New Post: 2nd Tuesday of the Month
This past week, my mentor challenged me to say, "I love me." I had never realized how foreign these three words were to me, pebbles rattling on my tongue, stuck between my teeth. Have I ever said this to myself? Have I ever declared "I love me"?
As children, we are taught to say "I love you". "I love you" to our parents, who are supposed to say it to each other, as a model for us to later say to a romantic partner. We place love in a hierarchy. Sexual/romantic, familial, then friend/platonic, and maybe finally somewhere yourself. Instead of dismantling this hierarchy, the self-love movement places self-love above romantic love, even claiming if you don't love yourself nobody else will. But different types of love exist simultaneously. Even if we don't love and accept ourselves, we are still capable of love. Love is a journey, a continuum, a kaleidoscope.

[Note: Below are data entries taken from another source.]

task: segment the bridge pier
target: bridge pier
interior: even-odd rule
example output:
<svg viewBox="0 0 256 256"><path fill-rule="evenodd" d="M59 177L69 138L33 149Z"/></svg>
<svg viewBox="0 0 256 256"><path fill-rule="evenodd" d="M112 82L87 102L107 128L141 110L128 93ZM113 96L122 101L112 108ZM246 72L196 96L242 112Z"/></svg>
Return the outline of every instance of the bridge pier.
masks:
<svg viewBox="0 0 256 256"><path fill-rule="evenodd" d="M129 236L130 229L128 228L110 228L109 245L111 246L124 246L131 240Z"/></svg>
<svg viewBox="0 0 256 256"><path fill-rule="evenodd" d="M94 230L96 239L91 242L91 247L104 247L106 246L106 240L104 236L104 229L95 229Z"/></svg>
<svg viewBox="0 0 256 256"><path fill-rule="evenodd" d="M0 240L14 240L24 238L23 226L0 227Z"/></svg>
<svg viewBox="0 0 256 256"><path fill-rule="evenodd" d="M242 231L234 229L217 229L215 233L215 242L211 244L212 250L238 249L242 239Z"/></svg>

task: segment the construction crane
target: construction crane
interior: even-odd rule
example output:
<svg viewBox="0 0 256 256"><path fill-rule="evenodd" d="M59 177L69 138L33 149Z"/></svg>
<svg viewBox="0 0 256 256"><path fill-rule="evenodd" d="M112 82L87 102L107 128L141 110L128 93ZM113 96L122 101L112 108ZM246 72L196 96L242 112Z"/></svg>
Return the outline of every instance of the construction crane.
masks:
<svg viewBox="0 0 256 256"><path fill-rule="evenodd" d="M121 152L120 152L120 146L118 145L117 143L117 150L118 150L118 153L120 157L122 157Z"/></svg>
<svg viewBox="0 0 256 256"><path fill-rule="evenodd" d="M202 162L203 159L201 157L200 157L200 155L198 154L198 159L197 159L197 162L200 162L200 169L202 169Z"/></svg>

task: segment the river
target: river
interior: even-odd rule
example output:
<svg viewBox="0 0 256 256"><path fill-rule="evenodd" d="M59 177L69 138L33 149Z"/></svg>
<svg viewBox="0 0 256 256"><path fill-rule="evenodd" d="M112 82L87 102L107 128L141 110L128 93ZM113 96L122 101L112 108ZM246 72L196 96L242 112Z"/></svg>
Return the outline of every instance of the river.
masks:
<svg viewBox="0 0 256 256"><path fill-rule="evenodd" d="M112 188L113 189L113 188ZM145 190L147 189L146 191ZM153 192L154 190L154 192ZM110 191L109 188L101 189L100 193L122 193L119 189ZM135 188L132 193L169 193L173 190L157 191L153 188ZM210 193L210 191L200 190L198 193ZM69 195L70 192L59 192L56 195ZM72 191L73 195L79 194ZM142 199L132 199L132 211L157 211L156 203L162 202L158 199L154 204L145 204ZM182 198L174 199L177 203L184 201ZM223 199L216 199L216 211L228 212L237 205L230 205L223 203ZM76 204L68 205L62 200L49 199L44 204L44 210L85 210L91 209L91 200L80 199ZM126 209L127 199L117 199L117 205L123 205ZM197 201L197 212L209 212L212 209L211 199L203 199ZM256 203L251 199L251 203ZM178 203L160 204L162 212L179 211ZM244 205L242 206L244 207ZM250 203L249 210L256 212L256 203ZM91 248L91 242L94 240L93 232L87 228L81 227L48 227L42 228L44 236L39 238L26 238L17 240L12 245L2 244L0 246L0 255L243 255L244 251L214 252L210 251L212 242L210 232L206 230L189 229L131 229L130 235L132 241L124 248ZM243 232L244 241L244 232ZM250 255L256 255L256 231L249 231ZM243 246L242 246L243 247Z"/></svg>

I'm not a fan of mainstream positivity. Feel-good slogans, like "You are awesome", "You can do anything," "Don't give up" don't address the systemic and institutionalized structures of power. White supremacy, capitalism, patriarchy, colonialism/imperialism give us different experiences, depending on where we fall in the web of oppression. A white cis-man won't face the same set of challenges as a black trans-woman. Feel-good phrases won't change that. Feel-good phrases won't change the trauma I've experienced as a migrant to this country. Feel-good phrases subvert the work it takes to actually overcome daily anxieties and unhealthy coping habits.
Love shouldn't be coerced. Self-love, familial love, sexual love, platonic love, none of these should be forced on us. Yet, as children, we are told to love our family, sometimes including abusive family.
I am expected to love my mother, despite any emotional abusive she inflicted on me. I do care for her because she was a person in my life, because we lived together for eighteen years, and because she fed and clothed me. But she never took the time to know me, or accept me for who I am. I felt like she only loved me because I was her daughter and that's how she was supposed to feel. Is that real love?
What is love?
We can define love differently. For me love includes acceptance, acceptance of our sexualities, our genders, our skin colors, our depressions, our faults, our wins. For me, my mom's love felt conditional. I had to get straight As, I had to go to college, I had to get married (to a cis-man), I had to get a "good" job, if I didn't do these things, there would be no love, only disappointment.
Is that love?
I struggle to love myself today partially because how I saw love defined through her. My mom grew up in an abusive household, learning to see love as harsh and painful. Maybe her mom also grew up like this, and it's been a cycle for generations. I tried asking my mom to start therapy so she could begin dismantling her self-hate. She didn't want to, she refused to acknowledge her toxic patterns. I even suggested mindful meditation, but to her these tactics were silly and ineffectual. She didn't want to face the monsters inside herself. She didn't want to embark on an authentic journey of self-love.
But I do.
I want to love me, accept me, but also work on myself, ensuring I'm not repeating toxic patterns. We live in a culture saturated in systemic oppression, this can translate into oppressive behaviors. I make mistakes, there needs to be room for that. I need room to grow and learn. This shouldn't stop mew from loving myself but I should be self-aware otherwise my self-love could blossom into selfishness and egotism.
The relationship we build with ourselves is just as important as the relationships we build with other people. I want to be intentional with myself and my friends, lovers, comrades. I want to dismantle the hierarchy of love. I don't value self-love over platonic or sexual or family love.
I should take myself out for lunch and fucking celebrate it. Or go out with friends for sushi. I should masturbate and fucking celebrate my solo orgasms. Or have sex with a lover. I should be kind to myself when I make a mistake. Or show compassion for my friends when they fuck up. These are ways we show love, either for others or ourselves. We should value these types of love equally.
Show up for yourself, show up for others, blend the two. Be self-aware, say I love me and say I love you all in one breath or multiple breaths. Exist simultaneously, in contradiction, own your shit, and don't fucking play into the hierarchies of oppression or love.